Save Water

Reader Contribution by Sara Krug

According to the National Drought Mitigation Center, “drought is a protracted period of deficient precipitation resulting in extensive damage to crops, resulting in loss of yield.”  47 percent of the continental U.S. is currently experiencing at least moderate drought conditions.  The community in which I live has gone to the strictest water restriction level in an effort to conserve as much water as possible.  No outdoor water use is allowed unless the homeowner has a private well.  Earlier this fall the city council made the decision as to who would shut off the pumps when the water in the city’s wells got too low.  Thankfully that time did not arrive.  Even though our home is supplied by rural water and the farm is on a well, we are involved within the community and the desperate water situation has reached all of us no matter the source in which we pull our water.  In an effort to conserve this precious resource many residents have been ingeniously implementing water saving techniques.  One of the most detailed attempts a local homeowner did was to tap into the shower drain, run the pipe through the outside brick wall and empty into a tank.  He then uses it to water outside.  I am clearly impressed by his ingenuity, but am wondering about the chemical effects on his plants.  Perhaps he uses biodegradable soap.  The most popular effort is to collect rain water in rain barrels.  The local watershed is selling 55 gallon plastic drums turned rain barrel for $20 apiece.  The drums originally contained syrup for making cola.  They are simply cleaned and a great way to reuse materials.  These rain barrels may not be adequate in holding the load coming from your roof.  Consider the following: 

  • The typical roof area of a house is between 1200-2000 square feet.
  • That’s 750 – 1250 gallons of water that runs off each time we have 1 inch of rain!
  • To calculate the potential harvesting amount of water from a roof, take the area times 0.623.  This will give you the amount for   1 inch of rain.  Source:  K-State Research and Extension

A larger option is a 250 gallon cube found around many farms, the one in which Roundup is contained.  After a sufficient cleaning
these can be used safely.

Outdoors, it is important to plant with natives whenever possible due to their ability withstand your region’s conditions.  Once planted it is beneficial to mulch which holds in moisture. Now it is time to water with the rain captured in your barrel.  A slow and steady stream will allow for filtration and discourage runoff.

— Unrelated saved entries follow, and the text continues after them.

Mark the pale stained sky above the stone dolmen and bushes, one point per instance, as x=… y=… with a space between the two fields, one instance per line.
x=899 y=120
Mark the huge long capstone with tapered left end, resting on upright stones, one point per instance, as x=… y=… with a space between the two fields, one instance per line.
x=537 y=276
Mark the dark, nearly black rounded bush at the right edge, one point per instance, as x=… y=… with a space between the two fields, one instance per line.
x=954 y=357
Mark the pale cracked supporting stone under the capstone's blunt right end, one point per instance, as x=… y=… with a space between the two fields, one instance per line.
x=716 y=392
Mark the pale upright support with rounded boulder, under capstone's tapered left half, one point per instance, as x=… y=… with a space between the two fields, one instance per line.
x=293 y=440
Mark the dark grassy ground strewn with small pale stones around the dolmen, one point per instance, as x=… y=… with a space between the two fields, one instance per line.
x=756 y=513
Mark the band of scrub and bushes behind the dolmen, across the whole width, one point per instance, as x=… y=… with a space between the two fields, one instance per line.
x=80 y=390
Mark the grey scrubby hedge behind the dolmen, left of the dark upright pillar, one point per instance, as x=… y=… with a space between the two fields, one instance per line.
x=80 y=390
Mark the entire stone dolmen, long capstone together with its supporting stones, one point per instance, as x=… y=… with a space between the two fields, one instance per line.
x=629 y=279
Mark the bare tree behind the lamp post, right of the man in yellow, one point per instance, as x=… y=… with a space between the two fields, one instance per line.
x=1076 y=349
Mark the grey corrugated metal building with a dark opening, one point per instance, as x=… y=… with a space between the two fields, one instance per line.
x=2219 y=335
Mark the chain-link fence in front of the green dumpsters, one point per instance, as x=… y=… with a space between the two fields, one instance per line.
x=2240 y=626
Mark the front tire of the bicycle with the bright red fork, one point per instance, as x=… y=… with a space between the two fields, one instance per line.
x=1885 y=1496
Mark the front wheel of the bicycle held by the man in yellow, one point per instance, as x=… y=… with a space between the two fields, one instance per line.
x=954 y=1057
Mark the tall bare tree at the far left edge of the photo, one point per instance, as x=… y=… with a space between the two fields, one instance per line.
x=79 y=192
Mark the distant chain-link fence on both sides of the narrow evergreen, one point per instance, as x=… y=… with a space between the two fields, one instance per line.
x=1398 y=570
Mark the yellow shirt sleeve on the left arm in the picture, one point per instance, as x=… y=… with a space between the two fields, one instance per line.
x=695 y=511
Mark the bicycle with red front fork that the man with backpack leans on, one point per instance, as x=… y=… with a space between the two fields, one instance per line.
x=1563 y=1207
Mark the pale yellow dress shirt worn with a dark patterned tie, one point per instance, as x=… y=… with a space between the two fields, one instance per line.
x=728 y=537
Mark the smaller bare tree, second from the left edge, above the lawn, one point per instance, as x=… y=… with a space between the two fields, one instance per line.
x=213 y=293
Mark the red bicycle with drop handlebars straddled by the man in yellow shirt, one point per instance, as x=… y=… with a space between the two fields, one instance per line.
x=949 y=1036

A few ways to save water in the bathroom are shutting the water off while brushing teeth and scrubbing hands, or placing a bucket in the show to catch water as it warms.  A shower timer can prompt a quicker shower.  A small investment in a low flow toilet or showerhead will cut water use and your water bill.  As for the kitchen, run the full high efficiency dishwasher instead of hand washing the dishes.

Many of these water saving tips are not new.  Past generations incorporated such practices in their daily lives out of necessity.  That time has come around again.  So often as resources are plentiful we become indulgent.  Guilty as charged.  I am working to implement many of these practices into my life as I look to my children’s future.  What better way to start than at home on the farm.  Our love for the land and lineage of stewardship can be an example to our communities.